Saturday, December 27, 2014

Lex Anteinternet: Lex Anteinternet: $40/barrel?

A couple of weeks ago I posted this:
Lex Anteinternet: Lex Anteinternet: $40/barrel?: Lex Anteinternet: $40/barrel? :   Driven by Saudi Arabian efforts, the price of petroleum oil is falling through the floor.  When I las...
West Texas Light is at $54.73 this morning.  Wyoming's crude, which was at $80/bbl in September is likely below that now.  Rigs are being stacked.

And 2,000 more people left the state this past year than moved in. That's a clear sign. We're in a slump right now, in spite of denial of that by people who are hoping that booms are endless.  Anyone who has lived here for awhile knows this to be the cycle of the industry, and should not be surprised, but no doubt many are.

Of course, this may be a slump, not a crash.  But the local oil economy is just a service economy for existing production if oil is in the $50s.  There's no sign of that changing any time in the near future.

2 comments:

Rich said...

Most of the local drilling activity here in OK started in about 2006 when they started drilling the first horizontal wells. From what little I know, it wasn't fracking that changed oil and gas production as much as those horizontal drilling rigs.

There were wells drilled all over the place (although there are still plenty of places left to drill). Pipelines were also laid everywhere to easily and cheaply transport the oil, gas, and water (so that once the drilling is paid off, the oil and gas can probably still be profitable at a much lower price).

There was also a lot of seismic work done back when oil was closer to $100/bbl (some areas had two or three different seismic surveys over two or three years). I'm not sure if that seismic data means that there will be more drilling in the future or that oil and gas companies just had a bunch of extra money they needed to burn through.

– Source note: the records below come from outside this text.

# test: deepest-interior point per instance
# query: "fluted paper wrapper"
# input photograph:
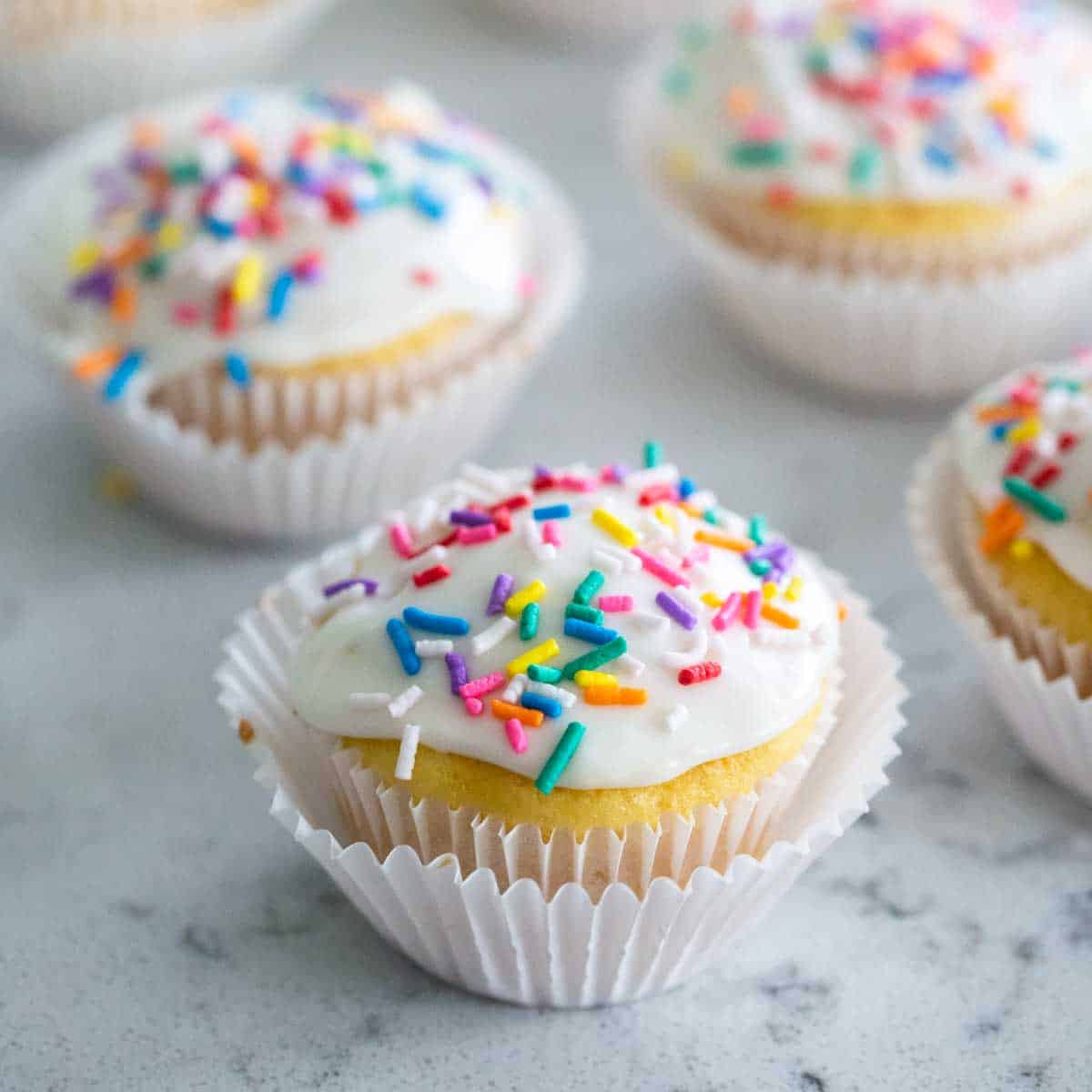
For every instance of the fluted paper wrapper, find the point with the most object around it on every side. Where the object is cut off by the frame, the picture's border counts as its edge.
(83, 74)
(372, 440)
(1036, 680)
(562, 923)
(911, 336)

After saying all that, I think we're more likely to see $30 oil sooner than we see $100 oil again, which might not be as much good news as everyone seems to think it is (at least for places like OK). Of course, the boom did last for almost nine years, which is probably longer than most typical oil booms last.

Pat and Marcus said...

Horizontal drilling is responsible for the regional boom here as well, with lots of horizontal wells being drilled in Wyoming, Montana, and North Dakota.

Indeed, the entire fracing story that is such news elsewhere strikes me as odd as they've fraced wells for decades. That is not a new technology at all. I worked on a fracing case as long ago as around 1992 or so, and the technology wasn't new then. Perhaps new proppants or something came in (I haven't kept up with it), but the technique itself has been around for a long time.